This is in contrast to the expected performance of conventional fuel, which would not have been expected to maintain coolable geometry under similar conditions. The other two papers presented independent studies conducted by MIT and Structural Integrity Associates, comprised simulations of Lightbridge Fuel in a NuScale SMR and PWR, respectively. According to the MIT study, the main advantages of Lightbridge over conventional fuel are Lightbridge Fuel's increased heat transfer area, its lower operating temperature, a higher margin to critical heat flux, or CHF, the self-spacing design, reduced irradiation-induced swelling, and lower potential for formation of crud on the fuel rod cladding. According to the study performed by Structural Integrity Associates, Lightbridge Fuel demonstrates several advantages over conventional fuel in accident conditions.
These advantages include lower cladding temperature, shorter duration at high temperatures, reduced cladding oxidation, cladding stresses insufficient to damage the cladding, and enhanced safety margins. These studies have confirmed the expected performance of Lightbridge Fuel and provide a basis for continued development and future regulatory licensing efforts. With that, I'll turn the call back over to Seth.
Seth Grae (CEO)
Thank you. Thank you very much, Scott. Looking at the broader industry, we see positive developments reinforcing our strategy. Countries around the world are recognizing that ensuring energy security requires nuclear power. In 2023, at COP28, over 20 countries committed to tripling nuclear capacity by 2050. That was a watershed moment for our industry. But what's truly exciting is where we're headed. The recently announced Stargate project, a $500 billion AI infrastructure venture, perfectly illustrates the scale of opportunity ahead of us. We're seeing data centers emerge as a completely new market for nuclear power, ones that simply didn't exist in any meaningful way even two years ago. Amazon, Microsoft, Meta, and Google aren't just talking about nuclear power. They're actively pursuing it through agreements with utilities and investments to help develop and deploy new capacity. This shift is happening because these companies recognize something fundamental.
When you need reliable 24/7 carbon-free power at scale, nuclear is often the best answer. Nuclear power's ability to provide carbon-free baseload power is commanding a premium in the market, particularly from these hyperscale customers. What's particularly significant is that we're seeing a renaissance in existing nuclear assets. We are seeing capacity upgrades, life extensions, and the recommissioning of shutdown reactors like Diablo Canyon, Palisades, Three Mile Island, and Duane Arnold. Diablo Canyon is actually an extension of a license of a reactor that would have closed down. The others actually closed, but coming back. The market is recognizing the immense value of existing nuclear infrastructure. The geopolitical landscape is also reshaping our industry. Russia's invasion of Ukraine has fundamentally altered how countries think about energy security.

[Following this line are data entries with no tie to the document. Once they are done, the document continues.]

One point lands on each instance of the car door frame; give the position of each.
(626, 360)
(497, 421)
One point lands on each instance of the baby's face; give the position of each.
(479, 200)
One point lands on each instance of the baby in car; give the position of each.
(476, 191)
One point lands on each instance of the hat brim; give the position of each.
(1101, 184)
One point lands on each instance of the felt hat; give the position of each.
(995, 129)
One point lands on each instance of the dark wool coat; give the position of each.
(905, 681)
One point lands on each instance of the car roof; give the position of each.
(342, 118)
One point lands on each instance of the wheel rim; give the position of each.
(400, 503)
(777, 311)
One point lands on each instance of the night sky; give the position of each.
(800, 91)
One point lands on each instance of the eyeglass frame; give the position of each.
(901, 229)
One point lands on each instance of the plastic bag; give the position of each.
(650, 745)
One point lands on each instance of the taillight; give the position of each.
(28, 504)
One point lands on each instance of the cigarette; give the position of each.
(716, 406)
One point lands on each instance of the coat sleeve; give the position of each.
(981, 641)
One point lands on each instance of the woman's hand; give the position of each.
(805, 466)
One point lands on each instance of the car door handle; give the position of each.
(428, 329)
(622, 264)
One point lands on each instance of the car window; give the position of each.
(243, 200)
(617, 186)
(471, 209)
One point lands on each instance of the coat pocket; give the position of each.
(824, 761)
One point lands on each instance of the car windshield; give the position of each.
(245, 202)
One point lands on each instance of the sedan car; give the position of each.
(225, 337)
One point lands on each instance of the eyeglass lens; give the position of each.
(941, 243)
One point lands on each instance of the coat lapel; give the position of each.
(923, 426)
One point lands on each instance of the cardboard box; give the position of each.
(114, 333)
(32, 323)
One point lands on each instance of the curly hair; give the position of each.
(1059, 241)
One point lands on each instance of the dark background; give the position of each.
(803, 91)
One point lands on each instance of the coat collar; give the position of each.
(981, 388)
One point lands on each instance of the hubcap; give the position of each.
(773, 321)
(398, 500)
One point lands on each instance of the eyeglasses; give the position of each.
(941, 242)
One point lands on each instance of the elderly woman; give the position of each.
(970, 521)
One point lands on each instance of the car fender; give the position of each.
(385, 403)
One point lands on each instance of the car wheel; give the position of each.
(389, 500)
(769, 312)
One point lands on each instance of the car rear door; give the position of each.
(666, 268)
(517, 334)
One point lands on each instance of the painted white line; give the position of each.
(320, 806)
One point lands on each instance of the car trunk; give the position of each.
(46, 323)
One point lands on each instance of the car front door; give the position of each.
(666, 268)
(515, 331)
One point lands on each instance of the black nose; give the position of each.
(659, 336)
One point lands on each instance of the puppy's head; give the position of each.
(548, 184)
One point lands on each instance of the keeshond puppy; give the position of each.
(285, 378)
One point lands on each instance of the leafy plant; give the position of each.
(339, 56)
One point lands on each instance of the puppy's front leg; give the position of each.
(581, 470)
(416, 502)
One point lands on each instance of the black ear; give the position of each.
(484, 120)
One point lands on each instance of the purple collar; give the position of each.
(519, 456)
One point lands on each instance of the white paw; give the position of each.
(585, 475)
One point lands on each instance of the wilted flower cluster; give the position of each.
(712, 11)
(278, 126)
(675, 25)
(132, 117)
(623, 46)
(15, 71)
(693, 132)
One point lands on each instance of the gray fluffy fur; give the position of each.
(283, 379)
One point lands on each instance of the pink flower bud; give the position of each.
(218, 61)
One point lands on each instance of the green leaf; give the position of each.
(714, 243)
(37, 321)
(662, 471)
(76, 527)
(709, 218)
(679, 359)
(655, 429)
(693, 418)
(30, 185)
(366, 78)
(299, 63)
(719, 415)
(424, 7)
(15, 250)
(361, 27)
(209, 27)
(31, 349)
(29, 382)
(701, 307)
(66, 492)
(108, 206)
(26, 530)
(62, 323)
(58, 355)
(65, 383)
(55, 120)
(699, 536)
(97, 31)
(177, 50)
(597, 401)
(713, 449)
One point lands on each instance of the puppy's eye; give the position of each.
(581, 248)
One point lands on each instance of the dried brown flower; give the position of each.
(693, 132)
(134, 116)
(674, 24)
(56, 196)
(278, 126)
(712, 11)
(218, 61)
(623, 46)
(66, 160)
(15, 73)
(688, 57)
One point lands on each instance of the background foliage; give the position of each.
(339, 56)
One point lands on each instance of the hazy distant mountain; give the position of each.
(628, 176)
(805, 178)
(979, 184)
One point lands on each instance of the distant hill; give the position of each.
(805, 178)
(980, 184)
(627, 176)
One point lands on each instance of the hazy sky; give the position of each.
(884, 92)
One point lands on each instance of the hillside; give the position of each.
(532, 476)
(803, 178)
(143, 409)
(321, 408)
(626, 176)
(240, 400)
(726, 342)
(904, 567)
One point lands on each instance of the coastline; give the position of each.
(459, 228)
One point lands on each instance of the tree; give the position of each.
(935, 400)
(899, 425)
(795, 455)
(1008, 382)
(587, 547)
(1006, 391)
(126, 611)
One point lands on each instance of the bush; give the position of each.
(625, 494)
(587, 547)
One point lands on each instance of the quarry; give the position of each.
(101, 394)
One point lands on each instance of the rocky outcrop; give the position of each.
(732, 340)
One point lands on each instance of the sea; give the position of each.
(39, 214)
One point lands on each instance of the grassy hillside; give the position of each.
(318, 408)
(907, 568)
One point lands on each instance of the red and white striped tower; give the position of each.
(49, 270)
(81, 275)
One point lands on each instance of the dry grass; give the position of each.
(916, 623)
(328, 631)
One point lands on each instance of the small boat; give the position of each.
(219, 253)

We're seeing this play out in policy discussions across the globe: the United Kingdom and France deploying new plants, Belgium reversing its decision to close all plants, and Canada, Sweden, Romania, and Ghana announcing plans for new deployments. The convergence of energy security concerns with technological innovation is creating unprecedented opportunities. Looking ahead, the International Energy Agency projects nuclear capacity will more than double by 2050, reaching 916 gigawatts electric. We believe that electrifying most transportation and industrial sectors globally while meeting current electricity needs can only be achieved with a massive expansion of nuclear power as part of the energy mix, several times the amount of nuclear power that is produced today. Right now, nuclear power provides about 4% of the world's total energy consumption and 9% of global electricity generation. That might not sound like a lot, but it represents an enormous foundation for growth.
With over 400 operable nuclear power reactors worldwide, nuclear power is providing carbon-free baseload power across the globe. At Lightbridge, we're positioning ourselves at the intersection of these trends. Our metallic fuel technology can potentially enable a 30% power uprate in new-build water-cooled reactors, while existing large reactors could achieve uprates of 17% or potentially higher. Our task at Lightbridge is clear: develop and deploy fuel technology that can help enable this growth safely, efficiently, and economically. We're working with the U.S. Department of Energy's national laboratories to test and demonstrate our technology. We see this as crucial timing. Many countries are looking to expand their nuclear power capacity, especially given recent concerns about energy security and the need to reduce reliance on fossil fuels. We're backed by a robust portfolio of intellectual property.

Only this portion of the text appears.